Déplacer la future gare de la Défense

Car malgré les informations alarmistes diffusées dernièrement par la SGP sur les délais pour construire la gare sous les Quatre Temps de la Défense, des solutions doivent être trouvées pour éviter un chantier de "200 mois". "Quand on voit les difficultés pour réaliser la gare du RER Eole sous le CNIT, elles seront deux fois plus importantes si on garde ce projet, prévient Bernard Cathelain. Car jusqu’ici nous n’avions pas le retour d’expérience. Nous faisons de la reconnaissance. Mais l’objectif est toujours 2030, ce qui peut nous conduire à déplacer de quelques centaines de mètres son emplacement."

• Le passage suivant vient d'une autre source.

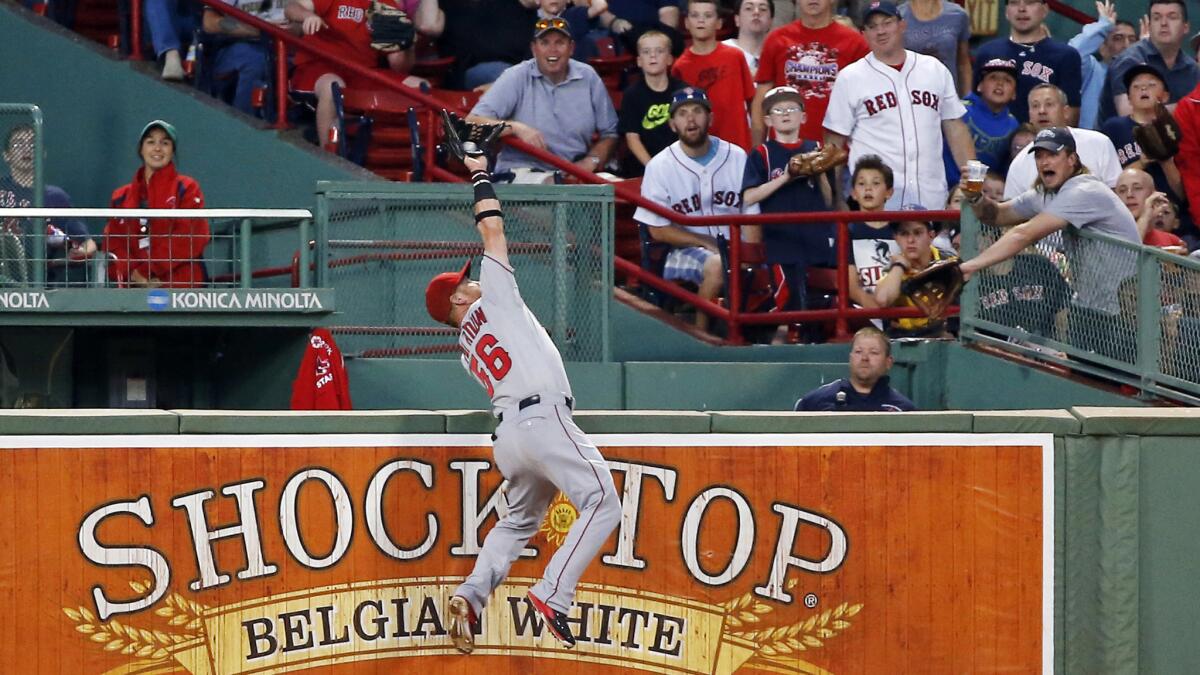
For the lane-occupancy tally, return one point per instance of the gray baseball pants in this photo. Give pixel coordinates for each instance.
(540, 451)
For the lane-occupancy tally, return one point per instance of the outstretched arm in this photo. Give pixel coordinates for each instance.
(489, 219)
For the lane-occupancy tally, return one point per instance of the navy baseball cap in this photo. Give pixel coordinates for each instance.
(690, 95)
(931, 225)
(1056, 139)
(999, 65)
(881, 7)
(1143, 69)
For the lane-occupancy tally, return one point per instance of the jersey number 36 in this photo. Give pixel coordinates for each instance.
(490, 362)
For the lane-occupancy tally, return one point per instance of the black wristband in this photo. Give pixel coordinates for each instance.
(489, 213)
(484, 189)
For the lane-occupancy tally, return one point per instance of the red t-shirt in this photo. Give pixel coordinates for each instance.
(726, 77)
(346, 34)
(809, 60)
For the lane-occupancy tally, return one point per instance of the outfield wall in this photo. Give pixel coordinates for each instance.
(948, 542)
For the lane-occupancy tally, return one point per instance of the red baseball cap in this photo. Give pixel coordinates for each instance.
(437, 293)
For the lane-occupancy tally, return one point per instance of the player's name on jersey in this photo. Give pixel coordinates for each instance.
(91, 300)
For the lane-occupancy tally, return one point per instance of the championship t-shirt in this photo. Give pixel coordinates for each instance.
(809, 60)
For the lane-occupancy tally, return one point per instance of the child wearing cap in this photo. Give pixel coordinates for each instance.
(719, 70)
(915, 240)
(790, 249)
(157, 252)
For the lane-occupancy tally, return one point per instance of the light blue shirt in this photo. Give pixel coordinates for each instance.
(1089, 40)
(567, 114)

2030 reste donc une date quasi-définitive pour l’ensemble des lignes, d’après le nouveau planning défini par le Président du directoire, Thierry Dallard et ses équipes. Pour 2024, une partie de la ligne 16 jusqu’au Bourget doit être prête, de même que le prolongement de la ligne 14 du métro parisien, au sud jusqu’à Orly et au Nord jusqu’à Pleyel. Bernard Cathelain évoque même la possibilité d’un tronçon de la 17 entre Le Bourget et l’aéroport de Roissy, si on connait l’emplacement du terminal T4 suffisamment à l’avance.

Mi-2025, c’est donc la ligne 15 Sud qui entrera en service et sans doute la partie de la 16 jusqu’à Clichey-Montfermeil. La ligne 18 entre Massy et Orsay pourrait être prête en 2026, et la partie Massy-Orly un an plus tard. Et d’ici 2030, les autres tronçons seront terminés.

Mais le respect du planning doit se faire en réalisant 10% d’économies sur le budget de 26 milliards d’euros – sommes dont la SGP assure directement la maîtrise d’œuvre. Une première piste est de produire les voussoirs en béton fibré comme dans de nombreux pays anglo-saxons, avec des aiguilles métalliques. "Cela permet d’économiser deux à six millions d’euros tous les 10 kilomètres", indique-t-on à la SGP. A ce rythme, il faudra trouver encore beaucoup d’autres solutions… pour atteindre les 2,6 milliards d’euros.